当前位置:网站首页>Cs231n notes (top) - applicable to 0 Foundation
Cs231n notes (top) - applicable to 0 Foundation
2022-07-05 15:55:00 【Small margin, rush】
This blog is Li Feifei :CS231n Before the computer vision course 13 Class notes
Catalog
k Proximity algorithm classifier ,k Is a super parameter
optimization - Find the gradient problem
Back propagation - Chain derivative
The first layer of visualization
Parameter by parameter adaptive learning rate method
Super parameter tuning - Random search is better than grid search
Image classification
Dataset training -> Given the image -> Judge , It should be robust
k Crossover verification : Analysis data set , Part of the training, part of the testing
k Proximity algorithm classifier ,k Is a super parameter
KNN The principle is when predicting a new value x When , According to the nearest K A point is what kind to judge x In which category .
Distance calculation : Harmanton 、 European style 、L1 distance /L2
k It's worth choosing : Select a smaller one through cross validation K Values start , Increasing K Value , Then calculate the variance of the validation set , Finally find a more suitable K value .
Linear classifier
f(xi,W,b)=Wxi+b
The linear classifier calculates 3 Matrix multiplication of the values and weights of all pixels in a color channel , So as to get the classification score .

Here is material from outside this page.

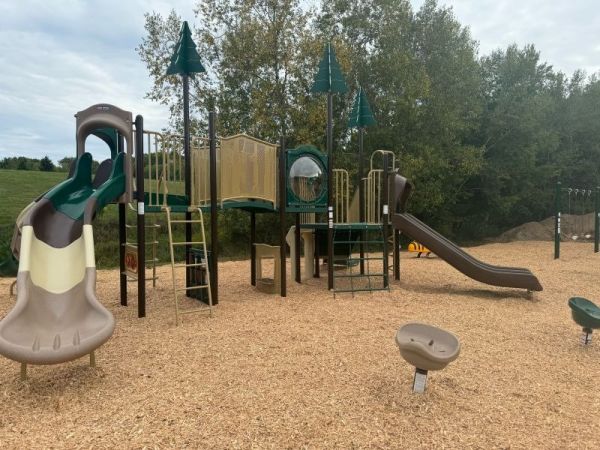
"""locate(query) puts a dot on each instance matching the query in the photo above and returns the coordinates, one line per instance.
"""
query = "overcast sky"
(59, 57)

According to the value we set for the weight , For certain colors at certain positions in the image , Functions that show a preference or dislike ( Depending on the sign of each weight ).
Loss function Loss function
The parameter of the scoring function is the weight matrix W, We can adjust the parameter of weight matrix , Make the scoring function in the correct classification position should get the highest score . Use the loss function to measure our dissatisfaction with the results . Directly speaking , When The greater the difference between the output result of the scoring function and the real result , The larger the loss function output , The smaller the vice .

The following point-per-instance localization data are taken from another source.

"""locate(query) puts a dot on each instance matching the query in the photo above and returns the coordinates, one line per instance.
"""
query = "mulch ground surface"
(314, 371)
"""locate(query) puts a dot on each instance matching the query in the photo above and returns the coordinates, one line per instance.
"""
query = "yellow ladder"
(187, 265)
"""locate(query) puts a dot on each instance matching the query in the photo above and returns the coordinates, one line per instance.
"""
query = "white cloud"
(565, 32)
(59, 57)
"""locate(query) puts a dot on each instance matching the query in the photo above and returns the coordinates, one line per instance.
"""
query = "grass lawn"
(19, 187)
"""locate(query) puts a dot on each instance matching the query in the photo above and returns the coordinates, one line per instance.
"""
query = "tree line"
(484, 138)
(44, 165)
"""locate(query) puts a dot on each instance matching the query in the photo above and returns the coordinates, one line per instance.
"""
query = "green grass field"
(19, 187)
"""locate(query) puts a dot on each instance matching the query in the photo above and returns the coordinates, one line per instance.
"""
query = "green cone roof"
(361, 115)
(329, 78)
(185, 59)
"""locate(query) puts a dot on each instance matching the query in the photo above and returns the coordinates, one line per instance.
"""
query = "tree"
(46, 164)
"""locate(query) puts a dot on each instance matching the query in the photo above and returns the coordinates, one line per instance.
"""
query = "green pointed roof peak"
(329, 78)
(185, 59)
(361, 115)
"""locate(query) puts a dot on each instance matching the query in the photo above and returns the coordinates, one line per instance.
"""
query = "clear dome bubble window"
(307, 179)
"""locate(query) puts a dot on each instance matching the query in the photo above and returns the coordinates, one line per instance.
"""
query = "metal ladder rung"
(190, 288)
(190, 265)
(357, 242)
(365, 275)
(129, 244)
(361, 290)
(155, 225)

SVM Support vector machine loss
- SVM The loss function of wants SVM The score on the correct classification is always one boundary value higher than the score on the incorrect classification Δ
Regularization , Based on weights only
- Suppose there is a data set and a weight set W Be able to correctly classify each data ( There can be many similar W Can correctly classify all data ), When λ >1 when , Multiply any number by λW Can make the loss value 0
- We need to add another term to the original loss function Regularization term , The most common regularization term is L2 norm , It will impose a high penalty on the feature weight with a large range :
λ Is a super parameter , Cross validation is required to obtain ,N As the training set
About hyperparameters Δ : Hyperparameters Δ and λ It looks like two different super parameters , But they actually control the same trade-off together : That is, the trade-off between data loss and regularization loss in the loss function .
softmax classifier
Using cross entropy loss , The classification task is added to the last layer , Calculate the probability ( contrast svm Calculated value )

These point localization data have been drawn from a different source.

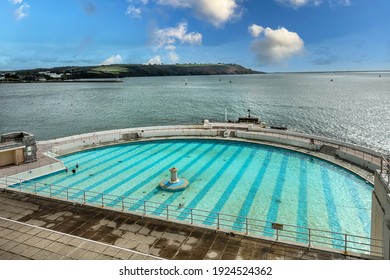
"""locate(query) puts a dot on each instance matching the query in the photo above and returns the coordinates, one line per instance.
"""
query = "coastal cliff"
(122, 71)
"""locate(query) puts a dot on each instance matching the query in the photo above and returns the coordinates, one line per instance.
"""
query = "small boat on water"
(256, 120)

optimization - Find the gradient problem
Fine tune the slope in different dimensions , Traverse all of W.
mini-batch : A small batch of data is sampled in the data set to calculate the loss value , Fine tune parameters through back propagation
Back propagation - Chain derivative
Gate units communicate with each other through gradient signals , Just let their input change along the gradient , No matter how much their own output value rises or falls , To make the output value of the whole network higher .
The essence : Continuous partial derivative
In the whole calculation circuit diagram , Each gate cell gets some input and immediately calculates two things :1. The output value of this gate , and 2. The local gradient of the output value with respect to the input value . Once forward propagation is complete , In the process of back propagation , The gate unit gate will finally obtain the gradient of the final output value of the whole network on its own output value
neural network
Add nonlinear element , The formula is , Parameters
Will learn by random gradient descent .
Activation function
Each activation function ( Or nonlinear function ) The input of is a number , And then do some fixed mathematical operation on it .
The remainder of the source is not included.